Assets and liabilities of banking sector jump, despite pandemic

Graph of economic trend
Graph of economic trend (Photo credit: Anna Nekrashevich)

Data released by the Nethersole Place-headquartered Bank of Jamaica (BoJ) revealed that although the nominal value of the economy had declined by almost 10 per cent (from $2.12 trillion to $1.984 trillion between March of last year and March of this year), because of the negative impact of the deadly COVID-19 pandemic, the assets of the commercial banking sector jumped by almost $200 billion, from $1.69 trillion or 80.9 per cent of GDP to $1.91 trillion or 95.7 per cent of GDP. During this period, also, the loans and advances of the sector climbed in dollar terms from $849.01 billion to $917.71 billion, but the loan to assets ratio dipped from 49.9 to 48.3 per cent. Simply translated, $132.00 billion of the increase in system’s assets had nothing to do with its core function of lending.

                                                           Commercial banks’ assets (j$t/ %gdp)

March 2020      % GDP      March 2021      % GDP

$1.69                  80.90          $1.91               95.70

The value of securities held by the eight members of the commercial banking system jumped from $184.7 billion in March of 2020 to $233.75 billion in March of 2021. Local currency denominated securities climbed from $106.38 billion to $112.73 billion, while foreign currency denominated securities zipped to $121.02 billion from $78.49 billion.  Meanwhile, cash and bank balances rose from $332.16 billion to $355.43 billion, while loans as a percentage of total deposits-loan to deposits ratio also fell from 74.60 to 70.59 per cent during the one-year period under review. The rate of nominal loan growth also tumbled from 15.8 in March of 2020 to 8.8 per cent in March of 2021.

The assets of the Michael Lee Chin-controlled National Commercial Bank Jamaica Limited (NCB) ballooned by approximately $119.00 billion to $729.25 billion; Jamaica Money Market Brokers (JMMB) Bank by $33.00 billion to $116.99 billion; Scotiabank Jamaica Limited (Scotiabank) by almost $5 billion to $450.82 billion and Citibank Jamaica Limited by $6.78 billion to $29.62 billion.

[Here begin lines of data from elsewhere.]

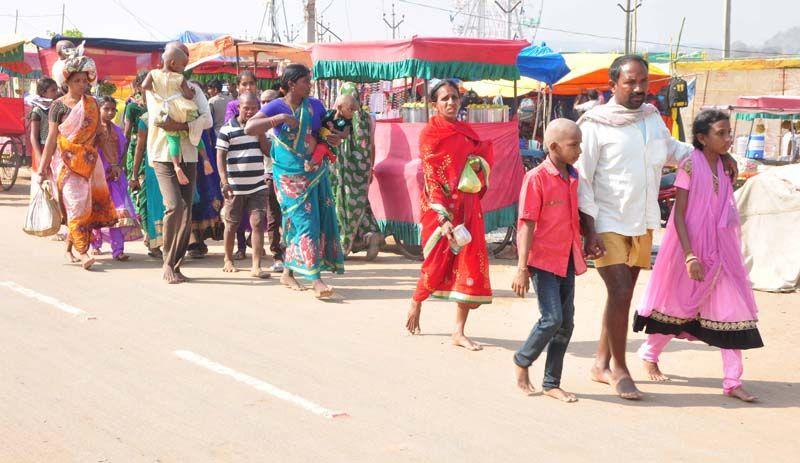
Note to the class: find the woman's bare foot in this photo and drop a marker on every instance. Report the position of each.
(412, 319)
(86, 261)
(560, 394)
(182, 178)
(523, 380)
(462, 340)
(741, 394)
(600, 374)
(653, 372)
(321, 290)
(625, 387)
(288, 280)
(228, 266)
(171, 277)
(256, 272)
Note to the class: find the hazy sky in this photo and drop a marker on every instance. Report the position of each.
(659, 20)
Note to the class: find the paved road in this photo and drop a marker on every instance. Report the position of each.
(260, 362)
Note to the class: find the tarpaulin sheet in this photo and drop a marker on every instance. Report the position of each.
(398, 183)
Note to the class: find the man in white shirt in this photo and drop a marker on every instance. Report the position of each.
(625, 146)
(177, 198)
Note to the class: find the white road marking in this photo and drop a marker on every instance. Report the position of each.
(27, 292)
(258, 384)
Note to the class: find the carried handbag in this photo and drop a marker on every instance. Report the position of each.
(44, 214)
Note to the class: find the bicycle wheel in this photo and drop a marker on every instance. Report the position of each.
(10, 160)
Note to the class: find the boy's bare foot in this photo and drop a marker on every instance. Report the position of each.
(412, 319)
(523, 380)
(321, 290)
(741, 394)
(600, 374)
(258, 273)
(182, 178)
(461, 340)
(653, 372)
(626, 388)
(289, 281)
(171, 277)
(560, 394)
(228, 267)
(86, 261)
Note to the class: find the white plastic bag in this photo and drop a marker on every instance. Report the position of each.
(44, 215)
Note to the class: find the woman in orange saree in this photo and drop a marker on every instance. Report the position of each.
(71, 146)
(456, 166)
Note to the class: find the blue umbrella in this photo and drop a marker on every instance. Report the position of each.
(542, 63)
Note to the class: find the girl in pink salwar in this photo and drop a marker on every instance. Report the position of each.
(699, 289)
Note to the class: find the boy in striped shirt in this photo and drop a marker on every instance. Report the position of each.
(240, 158)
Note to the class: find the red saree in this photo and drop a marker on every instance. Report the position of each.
(459, 275)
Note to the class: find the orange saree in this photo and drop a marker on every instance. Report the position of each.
(452, 192)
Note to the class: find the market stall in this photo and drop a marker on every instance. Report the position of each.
(395, 192)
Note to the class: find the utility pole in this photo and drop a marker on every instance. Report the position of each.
(628, 20)
(311, 20)
(394, 24)
(508, 11)
(726, 46)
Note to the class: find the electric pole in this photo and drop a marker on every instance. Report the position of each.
(394, 24)
(311, 20)
(508, 11)
(726, 46)
(628, 23)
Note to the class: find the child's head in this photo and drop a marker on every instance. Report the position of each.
(246, 83)
(711, 131)
(562, 140)
(346, 105)
(108, 109)
(175, 60)
(47, 88)
(62, 47)
(248, 106)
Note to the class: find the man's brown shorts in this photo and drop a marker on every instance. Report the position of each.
(254, 203)
(633, 251)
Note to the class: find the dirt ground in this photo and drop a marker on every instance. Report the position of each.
(106, 385)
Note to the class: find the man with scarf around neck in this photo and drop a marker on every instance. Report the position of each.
(625, 146)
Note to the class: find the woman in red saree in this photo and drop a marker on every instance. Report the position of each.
(456, 166)
(75, 133)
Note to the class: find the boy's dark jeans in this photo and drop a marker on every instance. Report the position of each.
(556, 297)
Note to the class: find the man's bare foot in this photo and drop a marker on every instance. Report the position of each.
(182, 178)
(228, 267)
(560, 394)
(461, 340)
(86, 261)
(523, 380)
(653, 372)
(170, 276)
(412, 319)
(741, 394)
(600, 374)
(626, 388)
(258, 273)
(290, 282)
(321, 290)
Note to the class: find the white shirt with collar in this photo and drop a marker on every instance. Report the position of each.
(157, 147)
(620, 173)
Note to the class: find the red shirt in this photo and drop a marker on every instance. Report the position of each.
(552, 202)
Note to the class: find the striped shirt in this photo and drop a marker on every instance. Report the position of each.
(244, 162)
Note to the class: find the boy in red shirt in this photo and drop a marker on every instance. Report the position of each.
(550, 255)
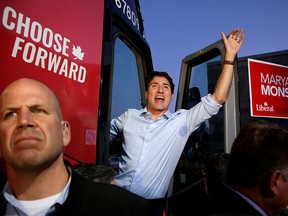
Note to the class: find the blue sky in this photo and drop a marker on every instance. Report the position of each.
(175, 29)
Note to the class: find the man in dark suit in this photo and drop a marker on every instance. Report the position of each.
(33, 137)
(257, 174)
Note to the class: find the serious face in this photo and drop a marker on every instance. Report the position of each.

The data released by BoJ also confirmed that the sector is still dominated by the NCB/Scotiabank duopoly as they account for over 60 per cent of the assets and deposit liabilities of the sector. The data also demonstrated that NCB is winning the race as the dominant member of the duopoly with $729.25 billion in assets, compared with $450.82 billion for BNS and $425.44 billion in deposit liabilities, compared with Scotiabank’s $344.17 billion.